Nur fünf Prozent Zustimmung
Die Affäre hat den ostasiatischen Tigerstaat in eine seiner schwersten politischen Krisen seit Jahren gestürzt: Nahezu täglich gehen Demonstranten auf die Straße und fordern den Rücktritt der Präsidentin. Parks Zustimmungswerte sind mit fünf Prozent auf ein historisches Rekordtief gefallen. Wenig nutzte, dass die Staatschefin ihren Premier sowie mehrere Sekretäre austauschte: Das verstärkte nur den Eindruck, Verantwortung abwälzen zu wollen. Sollte die Staatsanwaltschaft eingeschaltet werden, wäre sie Südkoreas erstes Staatsoberhaupt, gegen das im Amt ermittelt wird.

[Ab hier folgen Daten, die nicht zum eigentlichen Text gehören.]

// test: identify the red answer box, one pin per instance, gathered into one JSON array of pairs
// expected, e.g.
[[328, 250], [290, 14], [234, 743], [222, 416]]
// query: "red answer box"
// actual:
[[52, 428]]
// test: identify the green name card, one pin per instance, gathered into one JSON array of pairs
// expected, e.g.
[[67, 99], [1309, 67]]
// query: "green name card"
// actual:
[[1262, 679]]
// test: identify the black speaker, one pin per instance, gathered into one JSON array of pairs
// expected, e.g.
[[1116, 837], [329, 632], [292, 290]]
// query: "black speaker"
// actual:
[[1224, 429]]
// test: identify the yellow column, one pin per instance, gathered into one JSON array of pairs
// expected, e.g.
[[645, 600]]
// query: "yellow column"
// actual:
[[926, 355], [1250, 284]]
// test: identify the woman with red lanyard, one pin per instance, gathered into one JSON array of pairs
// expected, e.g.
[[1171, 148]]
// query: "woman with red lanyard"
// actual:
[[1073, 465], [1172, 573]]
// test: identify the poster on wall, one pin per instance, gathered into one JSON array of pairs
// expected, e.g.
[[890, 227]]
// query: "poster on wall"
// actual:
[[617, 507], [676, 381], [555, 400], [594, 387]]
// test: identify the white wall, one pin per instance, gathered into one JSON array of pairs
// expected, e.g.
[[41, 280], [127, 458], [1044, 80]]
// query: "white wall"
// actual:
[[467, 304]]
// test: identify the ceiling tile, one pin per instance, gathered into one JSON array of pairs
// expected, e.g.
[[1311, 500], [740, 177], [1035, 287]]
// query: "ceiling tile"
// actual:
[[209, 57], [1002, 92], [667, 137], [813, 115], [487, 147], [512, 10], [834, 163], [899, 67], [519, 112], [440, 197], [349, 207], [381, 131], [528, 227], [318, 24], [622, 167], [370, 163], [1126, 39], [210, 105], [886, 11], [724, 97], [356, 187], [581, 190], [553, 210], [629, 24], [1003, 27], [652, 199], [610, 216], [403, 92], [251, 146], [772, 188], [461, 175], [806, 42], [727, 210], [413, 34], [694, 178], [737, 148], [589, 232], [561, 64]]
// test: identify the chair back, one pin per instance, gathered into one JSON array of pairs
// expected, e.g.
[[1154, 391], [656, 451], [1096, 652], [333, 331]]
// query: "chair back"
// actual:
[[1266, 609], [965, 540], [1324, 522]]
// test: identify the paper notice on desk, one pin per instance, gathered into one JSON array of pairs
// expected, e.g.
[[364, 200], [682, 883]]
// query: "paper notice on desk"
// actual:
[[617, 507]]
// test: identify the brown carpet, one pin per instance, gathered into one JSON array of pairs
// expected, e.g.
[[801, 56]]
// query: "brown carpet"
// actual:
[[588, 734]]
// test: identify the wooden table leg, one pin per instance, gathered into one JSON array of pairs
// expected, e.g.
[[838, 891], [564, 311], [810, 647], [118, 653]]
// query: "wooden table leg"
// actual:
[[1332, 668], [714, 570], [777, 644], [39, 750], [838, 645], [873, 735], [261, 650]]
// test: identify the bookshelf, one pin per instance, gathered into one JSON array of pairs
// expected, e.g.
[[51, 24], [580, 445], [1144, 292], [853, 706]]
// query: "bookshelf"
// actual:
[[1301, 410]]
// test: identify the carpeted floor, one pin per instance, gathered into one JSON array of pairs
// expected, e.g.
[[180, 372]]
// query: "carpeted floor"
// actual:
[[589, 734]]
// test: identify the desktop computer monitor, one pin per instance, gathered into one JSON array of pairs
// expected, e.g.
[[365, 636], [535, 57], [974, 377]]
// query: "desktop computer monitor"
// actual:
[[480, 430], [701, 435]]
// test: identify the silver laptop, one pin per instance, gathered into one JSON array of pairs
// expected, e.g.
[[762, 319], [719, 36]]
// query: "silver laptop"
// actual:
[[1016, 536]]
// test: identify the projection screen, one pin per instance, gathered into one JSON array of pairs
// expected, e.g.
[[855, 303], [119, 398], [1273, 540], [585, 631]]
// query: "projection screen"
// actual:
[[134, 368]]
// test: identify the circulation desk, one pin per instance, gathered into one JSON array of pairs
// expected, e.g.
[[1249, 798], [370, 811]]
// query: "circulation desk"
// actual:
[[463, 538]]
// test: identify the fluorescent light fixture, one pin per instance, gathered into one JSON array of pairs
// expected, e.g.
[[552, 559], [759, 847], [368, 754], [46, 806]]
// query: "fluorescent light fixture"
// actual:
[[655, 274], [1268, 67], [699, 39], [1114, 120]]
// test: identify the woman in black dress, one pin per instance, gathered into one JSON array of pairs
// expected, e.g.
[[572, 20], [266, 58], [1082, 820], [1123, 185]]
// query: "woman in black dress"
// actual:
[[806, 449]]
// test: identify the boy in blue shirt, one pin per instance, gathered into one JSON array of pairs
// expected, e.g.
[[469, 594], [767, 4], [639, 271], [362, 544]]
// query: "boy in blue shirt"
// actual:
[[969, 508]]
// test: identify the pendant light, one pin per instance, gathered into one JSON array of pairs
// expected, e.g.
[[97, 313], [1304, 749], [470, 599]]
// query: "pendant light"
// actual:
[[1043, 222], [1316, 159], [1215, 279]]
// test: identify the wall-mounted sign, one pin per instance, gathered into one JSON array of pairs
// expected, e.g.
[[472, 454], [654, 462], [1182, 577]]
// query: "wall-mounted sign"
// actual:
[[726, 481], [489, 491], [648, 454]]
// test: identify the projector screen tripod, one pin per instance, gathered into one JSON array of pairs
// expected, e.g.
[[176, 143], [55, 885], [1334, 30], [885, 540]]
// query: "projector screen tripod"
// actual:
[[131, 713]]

Der Skandal reicht aber über Vetternwirtschaft und Amtsmissbrauch hinaus. Er wirft ein schlechtes Licht auf die obskuren Seilschaften der Präsidentin und ihrer konservative Saenuri-Partei – Verbindungen, die weit in die Vergangenheit zurückreichen, in die Zeiten von Parks Vater, dem autoritäre Staatschef Park Chung-hee. Denn Choi ist Tochter – und „spirituelle Erbin“ – eines Sektengründers. Dieser „Gesandte Gottes“ pflegte enge Beziehungen zum Diktator. Das Verhältnis wurde intensiver, als die Mutter der jetzigen Staatschefin bei einem Attentat ums Leben kam. Offenbar behauptete Choi und später seine Tochter, Kontakte zur Verstorbenen herstellen zu können.
Die Präsidentin bestritt vehement, Anhängerin einer Sekte zu sein und schamanistische Rituale in ihrem Amtssitz zelebriert zu haben. Sie habe sich in schwierige Zeiten an ihre Freundin gewandt, aber jetzt habe sie keinen Kontakt mehr zu ihr. Allerdings habe sie die Kontrolle über Choi verloren.
In Südkorea ist die Verunsicherung groß: Es besteht der Eindruck, das Land werde von einer obskuren Familie gelenkt. Diebisch freut sich der stalinistische Nachbar: Nordkoreas Propagandamaschine berichtet seit Tagen über nichts anderes als über das Land, „in dem Sektenführer das Sagen haben“. (basta.)